Column Families

On this page Carat arrow pointing down
Warning:
As of April 30, 2020, CockroachDB v2.1 is no longer supported. For more details, refer to the Release Support Policy.

A column family is a group of columns in a table that are stored as a single key-value pair in the underlying key-value store. Column families reduce the number of keys stored in the key-value store, resulting in improved performance during INSERT, UPDATE, and DELETE operations.

This page explains how CockroachDB organizes columns into families as well as cases in which you might want to manually override the default behavior.

Note:

Secondary indexes do not respect column families.

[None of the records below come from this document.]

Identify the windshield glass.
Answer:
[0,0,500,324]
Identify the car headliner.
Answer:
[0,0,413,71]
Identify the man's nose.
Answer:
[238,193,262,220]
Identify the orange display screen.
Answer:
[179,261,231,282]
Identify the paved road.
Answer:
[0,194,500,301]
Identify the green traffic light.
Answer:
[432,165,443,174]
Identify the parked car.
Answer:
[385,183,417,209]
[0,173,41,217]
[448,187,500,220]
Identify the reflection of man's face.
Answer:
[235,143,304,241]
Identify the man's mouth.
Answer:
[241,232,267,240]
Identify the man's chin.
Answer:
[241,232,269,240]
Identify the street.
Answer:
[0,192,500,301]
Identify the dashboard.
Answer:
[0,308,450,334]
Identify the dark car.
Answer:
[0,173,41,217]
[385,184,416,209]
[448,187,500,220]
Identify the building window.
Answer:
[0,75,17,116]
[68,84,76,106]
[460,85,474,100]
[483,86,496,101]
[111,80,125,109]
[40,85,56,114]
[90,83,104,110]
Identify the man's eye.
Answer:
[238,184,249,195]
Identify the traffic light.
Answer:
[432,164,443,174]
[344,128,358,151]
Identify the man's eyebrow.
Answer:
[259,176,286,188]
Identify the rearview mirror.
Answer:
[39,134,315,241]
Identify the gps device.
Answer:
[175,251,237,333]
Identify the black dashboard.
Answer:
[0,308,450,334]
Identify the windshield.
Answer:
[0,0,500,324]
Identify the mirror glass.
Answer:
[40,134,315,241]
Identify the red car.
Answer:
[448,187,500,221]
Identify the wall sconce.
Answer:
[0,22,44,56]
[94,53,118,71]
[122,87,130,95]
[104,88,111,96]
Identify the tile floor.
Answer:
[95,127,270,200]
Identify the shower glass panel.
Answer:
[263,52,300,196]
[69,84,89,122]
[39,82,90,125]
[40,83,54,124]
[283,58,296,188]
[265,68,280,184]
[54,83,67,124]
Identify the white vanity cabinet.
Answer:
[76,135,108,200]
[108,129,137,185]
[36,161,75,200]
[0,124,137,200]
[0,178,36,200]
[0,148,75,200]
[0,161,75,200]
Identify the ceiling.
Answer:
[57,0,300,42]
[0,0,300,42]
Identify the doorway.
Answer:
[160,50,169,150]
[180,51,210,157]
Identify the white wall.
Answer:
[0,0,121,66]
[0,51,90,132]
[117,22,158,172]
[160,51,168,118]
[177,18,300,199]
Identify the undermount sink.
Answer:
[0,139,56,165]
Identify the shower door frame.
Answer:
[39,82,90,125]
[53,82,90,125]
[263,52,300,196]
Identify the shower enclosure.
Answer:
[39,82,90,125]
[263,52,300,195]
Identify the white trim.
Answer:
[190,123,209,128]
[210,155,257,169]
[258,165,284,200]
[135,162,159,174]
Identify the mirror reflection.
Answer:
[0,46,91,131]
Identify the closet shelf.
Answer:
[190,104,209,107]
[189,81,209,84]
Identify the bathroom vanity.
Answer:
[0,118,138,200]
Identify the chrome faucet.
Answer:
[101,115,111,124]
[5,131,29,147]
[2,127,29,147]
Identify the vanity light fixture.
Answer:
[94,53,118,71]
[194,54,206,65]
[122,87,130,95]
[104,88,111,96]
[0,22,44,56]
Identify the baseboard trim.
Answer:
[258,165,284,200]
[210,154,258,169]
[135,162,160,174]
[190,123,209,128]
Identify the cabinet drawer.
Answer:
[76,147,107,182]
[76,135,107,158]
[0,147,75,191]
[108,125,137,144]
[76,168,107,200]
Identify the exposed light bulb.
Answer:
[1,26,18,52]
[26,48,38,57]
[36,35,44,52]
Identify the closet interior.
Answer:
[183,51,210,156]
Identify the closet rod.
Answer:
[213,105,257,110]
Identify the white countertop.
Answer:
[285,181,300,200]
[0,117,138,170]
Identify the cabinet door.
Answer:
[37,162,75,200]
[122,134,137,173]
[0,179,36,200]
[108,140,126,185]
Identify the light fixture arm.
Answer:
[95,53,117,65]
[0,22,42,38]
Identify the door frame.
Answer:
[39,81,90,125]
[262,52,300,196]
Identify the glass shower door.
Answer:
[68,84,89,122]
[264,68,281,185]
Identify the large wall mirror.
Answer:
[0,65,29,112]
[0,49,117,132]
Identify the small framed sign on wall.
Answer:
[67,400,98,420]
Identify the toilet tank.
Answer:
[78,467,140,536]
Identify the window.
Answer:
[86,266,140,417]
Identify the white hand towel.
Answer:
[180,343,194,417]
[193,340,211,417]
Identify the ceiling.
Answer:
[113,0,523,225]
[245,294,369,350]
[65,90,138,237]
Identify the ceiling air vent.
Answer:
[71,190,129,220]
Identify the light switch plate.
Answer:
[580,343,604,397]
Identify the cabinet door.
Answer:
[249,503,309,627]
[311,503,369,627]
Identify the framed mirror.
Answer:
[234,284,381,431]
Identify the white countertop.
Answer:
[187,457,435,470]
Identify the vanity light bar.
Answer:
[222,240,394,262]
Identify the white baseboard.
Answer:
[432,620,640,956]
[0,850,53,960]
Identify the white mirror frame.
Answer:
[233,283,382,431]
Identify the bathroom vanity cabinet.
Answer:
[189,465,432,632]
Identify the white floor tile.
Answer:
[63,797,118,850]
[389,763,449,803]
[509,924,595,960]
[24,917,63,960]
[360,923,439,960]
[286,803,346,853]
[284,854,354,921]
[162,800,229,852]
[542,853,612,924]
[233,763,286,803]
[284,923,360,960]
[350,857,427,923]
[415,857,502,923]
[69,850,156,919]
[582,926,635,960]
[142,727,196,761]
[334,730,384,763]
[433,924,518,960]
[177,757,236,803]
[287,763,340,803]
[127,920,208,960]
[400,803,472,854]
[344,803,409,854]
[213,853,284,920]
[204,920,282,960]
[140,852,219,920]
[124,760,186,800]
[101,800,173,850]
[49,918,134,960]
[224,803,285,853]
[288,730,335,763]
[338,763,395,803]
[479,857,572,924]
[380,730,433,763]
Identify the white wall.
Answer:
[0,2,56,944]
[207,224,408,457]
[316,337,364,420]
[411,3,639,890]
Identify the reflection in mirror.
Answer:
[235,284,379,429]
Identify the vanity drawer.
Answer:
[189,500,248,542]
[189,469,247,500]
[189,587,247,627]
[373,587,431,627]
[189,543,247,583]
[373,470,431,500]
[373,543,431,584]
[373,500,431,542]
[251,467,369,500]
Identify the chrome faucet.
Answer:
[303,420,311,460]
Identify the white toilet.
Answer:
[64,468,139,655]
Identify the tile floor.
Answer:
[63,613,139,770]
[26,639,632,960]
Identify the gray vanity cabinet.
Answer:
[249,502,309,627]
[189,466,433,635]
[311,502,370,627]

All secondary indexes store values in a single column family.

Default behavior

When a table is created, all columns are stored as a single column family.

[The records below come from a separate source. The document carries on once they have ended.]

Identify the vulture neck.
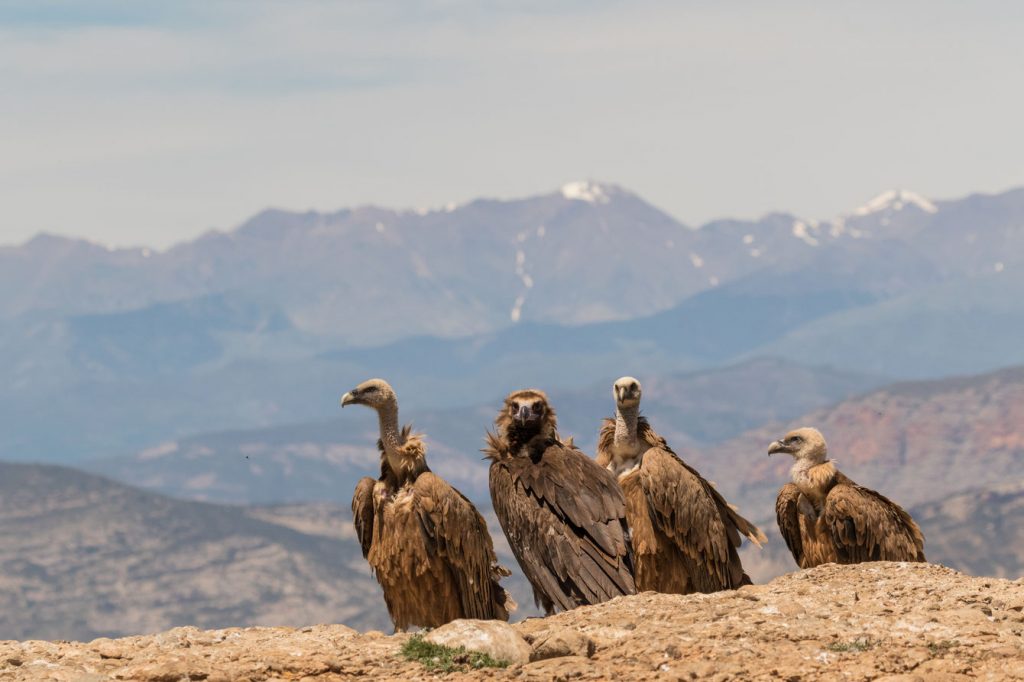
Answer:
[377,400,401,458]
[790,458,838,509]
[612,404,640,457]
[505,424,554,457]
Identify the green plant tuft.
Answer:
[401,634,509,673]
[825,637,879,651]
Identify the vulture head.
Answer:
[341,379,398,411]
[612,377,643,409]
[495,388,558,437]
[768,427,828,462]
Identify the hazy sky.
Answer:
[0,0,1024,247]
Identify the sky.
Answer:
[0,0,1024,248]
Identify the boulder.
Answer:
[424,620,530,665]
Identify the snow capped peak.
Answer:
[853,189,939,215]
[562,180,611,204]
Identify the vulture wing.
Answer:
[775,483,804,568]
[490,441,636,613]
[634,447,764,592]
[352,476,377,559]
[821,474,925,563]
[416,472,515,621]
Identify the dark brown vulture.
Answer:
[341,379,515,631]
[483,390,636,614]
[597,377,766,594]
[768,428,926,568]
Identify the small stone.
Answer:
[529,628,594,660]
[424,619,530,665]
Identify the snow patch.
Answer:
[853,189,939,215]
[793,220,818,246]
[562,180,611,204]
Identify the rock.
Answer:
[529,628,594,660]
[424,620,529,665]
[0,562,1024,682]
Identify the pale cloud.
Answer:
[0,2,1024,246]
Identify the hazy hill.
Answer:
[6,183,1024,462]
[84,358,882,504]
[683,360,1024,510]
[0,463,389,640]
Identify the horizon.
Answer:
[0,0,1024,249]
[0,179,1024,254]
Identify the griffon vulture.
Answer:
[768,428,925,568]
[597,377,766,594]
[483,390,636,614]
[341,379,515,631]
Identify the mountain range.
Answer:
[0,352,1024,640]
[6,182,1024,462]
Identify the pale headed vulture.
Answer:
[768,428,926,568]
[597,377,766,594]
[341,379,515,631]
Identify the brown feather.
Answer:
[596,417,766,594]
[775,461,926,568]
[352,426,515,630]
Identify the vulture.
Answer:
[768,428,926,568]
[483,389,636,615]
[341,379,515,631]
[597,377,766,594]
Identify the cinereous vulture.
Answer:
[768,428,925,568]
[483,389,636,614]
[341,379,515,631]
[597,377,766,594]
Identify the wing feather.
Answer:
[775,483,804,567]
[821,474,925,563]
[352,476,377,559]
[490,441,636,612]
[415,472,513,621]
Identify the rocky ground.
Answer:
[0,563,1024,682]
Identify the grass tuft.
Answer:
[401,634,509,673]
[825,637,879,651]
[928,639,959,656]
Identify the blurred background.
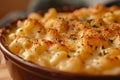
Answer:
[0,0,120,25]
[0,0,120,80]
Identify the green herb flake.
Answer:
[95,46,98,50]
[98,52,103,56]
[109,39,114,43]
[103,51,107,55]
[92,24,99,28]
[86,19,93,23]
[37,31,40,33]
[71,37,77,40]
[97,30,102,33]
[102,46,105,49]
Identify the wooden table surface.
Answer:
[0,52,12,80]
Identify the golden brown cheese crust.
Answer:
[6,4,120,74]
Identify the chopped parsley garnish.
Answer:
[98,52,102,56]
[109,39,114,43]
[20,29,23,32]
[67,55,70,58]
[71,36,77,40]
[95,46,98,50]
[102,46,105,49]
[98,51,107,56]
[37,31,40,33]
[97,30,102,33]
[92,24,99,28]
[86,19,93,23]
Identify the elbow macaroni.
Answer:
[6,5,120,74]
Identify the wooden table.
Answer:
[0,52,12,80]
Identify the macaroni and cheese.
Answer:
[6,4,120,74]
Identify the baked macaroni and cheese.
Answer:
[5,4,120,74]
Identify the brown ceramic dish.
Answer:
[0,6,120,80]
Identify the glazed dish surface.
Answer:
[5,4,120,75]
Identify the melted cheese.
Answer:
[5,5,120,74]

This default approach ensures efficient key-value storage and performance in most cases. However, when frequently updated columns are grouped with seldom updated columns, the seldom updated columns are nonetheless rewritten on every update. Especially when the seldom updated columns are large, it's more performant to split them into a distinct family.

Manual override

Assign column families on table creation

To manually assign a column family on table creation, use the FAMILY keyword.

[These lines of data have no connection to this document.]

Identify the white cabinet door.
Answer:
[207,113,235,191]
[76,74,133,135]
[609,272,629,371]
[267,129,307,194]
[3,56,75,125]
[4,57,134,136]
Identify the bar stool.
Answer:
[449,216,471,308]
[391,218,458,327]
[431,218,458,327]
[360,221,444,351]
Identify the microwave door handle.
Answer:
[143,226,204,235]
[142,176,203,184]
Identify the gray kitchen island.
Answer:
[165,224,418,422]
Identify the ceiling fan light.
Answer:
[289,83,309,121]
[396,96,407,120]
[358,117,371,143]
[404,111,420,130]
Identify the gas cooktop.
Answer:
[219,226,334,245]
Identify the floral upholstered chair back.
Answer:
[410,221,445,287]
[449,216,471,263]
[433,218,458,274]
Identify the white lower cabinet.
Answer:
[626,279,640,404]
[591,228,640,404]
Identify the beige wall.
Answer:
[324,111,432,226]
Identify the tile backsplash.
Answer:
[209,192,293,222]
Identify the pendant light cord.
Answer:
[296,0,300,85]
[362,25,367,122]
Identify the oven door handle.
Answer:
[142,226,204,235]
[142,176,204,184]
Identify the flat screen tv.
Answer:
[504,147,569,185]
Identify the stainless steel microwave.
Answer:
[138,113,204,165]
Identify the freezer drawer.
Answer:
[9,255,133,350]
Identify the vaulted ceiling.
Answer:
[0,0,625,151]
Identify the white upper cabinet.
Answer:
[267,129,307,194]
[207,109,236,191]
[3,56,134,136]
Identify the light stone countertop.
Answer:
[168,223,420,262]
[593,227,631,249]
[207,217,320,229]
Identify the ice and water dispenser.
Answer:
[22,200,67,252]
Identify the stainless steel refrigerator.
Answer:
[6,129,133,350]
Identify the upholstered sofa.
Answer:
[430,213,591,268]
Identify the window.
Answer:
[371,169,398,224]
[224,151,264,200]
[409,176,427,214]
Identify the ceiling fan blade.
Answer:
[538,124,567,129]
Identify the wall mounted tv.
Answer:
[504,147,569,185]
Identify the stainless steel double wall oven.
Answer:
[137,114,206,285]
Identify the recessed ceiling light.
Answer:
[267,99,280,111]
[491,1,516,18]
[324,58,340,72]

For example, let's say we want to create a table to store an immutable blob of data (data BYTES) with a last accessed timestamp (last_accessed TIMESTAMP). Because we know that the blob of data will never get updated, we use the FAMILY keyword to break it into a separate column family:

icon/buttons/copy
> CREATE TABLE test (
    id INT PRIMARY KEY,
    last_accessed TIMESTAMP,
    data BYTES,
    FAMILY f1 (id, last_accessed),
    FAMILY f2 (data)
);
icon/buttons/copy
> SHOW CREATE users;
+-------+---------------------------------------------+
| Table |                 CreateTable                 |
+-------+---------------------------------------------+
| test  | CREATE TABLE test (                         |
|       |     id INT NOT NULL,                        |
|       |     last_accessed TIMESTAMP NULL,           |
|       |     data BYTES NULL,                        |
|       |     CONSTRAINT "primary" PRIMARY KEY (id),  |
|       |     FAMILY f1 (id, last_accessed),          |
|       |     FAMILY f2 (data)                        |
|       | )                                           |
+-------+---------------------------------------------+
(1 row)
Note:
Columns that are part of the primary index are always assigned to the first column family. If you manually assign primary index columns to a family, it must therefore be the first family listed in the CREATE TABLE statement.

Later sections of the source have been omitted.